Spanish interpretation will be available. For interpretation in a different language, please contact us by calling 213.922.4869 at least 72 hours in advance.

9 replies

  1. This street is wide enough for full time bus lanes and protected bike lanes, but the former is a good start

  2. How many millions will this proposed Bus Lane cost? Painting cute white lines and posting signs should not be that expensive but the MTA will find ways to waste OUR money when the simple, inexpensive answer is at hand.

  3. Concerning using the HOV Lanes. Sounds great but changing lanes with a bus, especially during “bumper to bumper traffic” is extremely difficult and for that short distance impractical.

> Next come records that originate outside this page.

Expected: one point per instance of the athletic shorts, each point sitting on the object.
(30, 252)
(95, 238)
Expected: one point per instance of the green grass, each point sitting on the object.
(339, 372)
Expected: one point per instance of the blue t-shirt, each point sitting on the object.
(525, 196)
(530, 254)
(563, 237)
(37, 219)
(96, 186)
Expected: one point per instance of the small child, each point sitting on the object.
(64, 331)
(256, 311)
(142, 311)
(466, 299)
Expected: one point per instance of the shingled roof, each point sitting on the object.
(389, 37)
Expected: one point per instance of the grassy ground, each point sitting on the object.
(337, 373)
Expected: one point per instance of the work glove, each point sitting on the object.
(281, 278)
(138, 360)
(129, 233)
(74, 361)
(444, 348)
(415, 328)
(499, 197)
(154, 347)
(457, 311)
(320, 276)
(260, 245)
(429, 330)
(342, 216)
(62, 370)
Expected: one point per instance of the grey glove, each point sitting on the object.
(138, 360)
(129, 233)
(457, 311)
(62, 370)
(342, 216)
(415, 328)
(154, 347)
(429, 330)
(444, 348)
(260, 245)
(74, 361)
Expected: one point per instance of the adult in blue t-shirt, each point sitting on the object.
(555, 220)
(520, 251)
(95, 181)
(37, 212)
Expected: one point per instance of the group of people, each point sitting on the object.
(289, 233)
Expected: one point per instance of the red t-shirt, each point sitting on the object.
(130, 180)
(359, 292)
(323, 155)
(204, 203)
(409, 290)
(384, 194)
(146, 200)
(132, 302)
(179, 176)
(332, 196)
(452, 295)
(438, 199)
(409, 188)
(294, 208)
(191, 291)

  4. From the land of the 38 Geary, I say make the whole 5.5 miles 24-7. Even reserving the right-lane (for buses, pulling into parking lot, and yes, a couple double-parked UPS or beer trucks per trip) makes a huge difference for middday errands as well as commuting.

  5. If you haven’t already done so. Until you can get a rail project in the Sepulveda Pass; you should have buses that use the HOV lanes between the valley and West LA.

    • They did, it was the 788 and they discontinued the route at the start of COVID. Never brought it back even though I had to admit that the line was really useful during the short time I was working in the valley.

      Had the rapids actually stuck around, they seriously could take advantage of these lanes.

    • THIS! I’m not sure why Metro hasn’t committed to better service levels accross the pass given that we’re expecting to eventually see high capacity and high frequency rapid transit running along there within the next decade and a half. Even more bizzare is that metro axed the 788 bus (Valley – Westwood express) a while back. I honestly don’t understand why the 233 / 761 is the only option right now, and a rather slow, meandering one at that! there needs to be an aditional all-day, 7 days a week express bus that runs between the orange line and the expo line, with two intermediate stops at Ventura/Sepulveda, and Westwood/Wilshire, and It should use the 405 HOV lanes between Ventura and Wilshire. Naturally, this bus would also make use of the Sepulveda bus lanes planned here. Cmon Metro, put your thinking / planning caps on and make this happen. Nothing here should he logistically complicated. Get it done! This is a serious proposal and I think alot of Angelinos would appreciate seeing said service levels until a dedicated rapid transit line is built and ready.

    • NextGen Plan is joke so basically Metro thought the Sepulveda Transit Corridor Project are complete but unfortunately it’s not. No wonder how the Metro Rapid doesn’t operate on I-405 Fwy and discontinuation service on freeway express of the Metro Rapid by NextGen is unacceptable. I feel bad the Line 788 (Arleta-West LA) that serves AM/PM peak hours got canceled so yes I used to ride on Line 788 northbound only from West LA to Arleta before back then for first time.

      My suggestion is: On Line 234 needs to cover on Sepulveda Bl, Church Ln, Sunset Bl, Hilgard Ave, La Conte Av and Westwood Blvd (UCLA Last Stop). Line 234 should extension to UCLA without serving on Sherman Oaks Galleria on daily. Metro should analyze Line 234 (UCLA – Sylmar Station shortline via Mission College) without safety concerns on Line 761. Totally agree on Line 761 should operate I-405 Fwy between Wilshire Bl and Ventura Bl via Sepulveda Bl on both directions for daily service with save time, safety and avoid confusion.

      Also yes I have been rode on Line 234 from West LA (Sepulveda-Expo Station) to Mission College before as well around 2019. I recommended that Line 234 need to be deserved back on Westside service area in order Rapid Line 761 will serve on freeway express. Hopefully Metro will analyzed Line 761 with served on Interstate 405 Freeway on both directions between Wilshire and Ventura via Sepulveda in the future service change shakeup.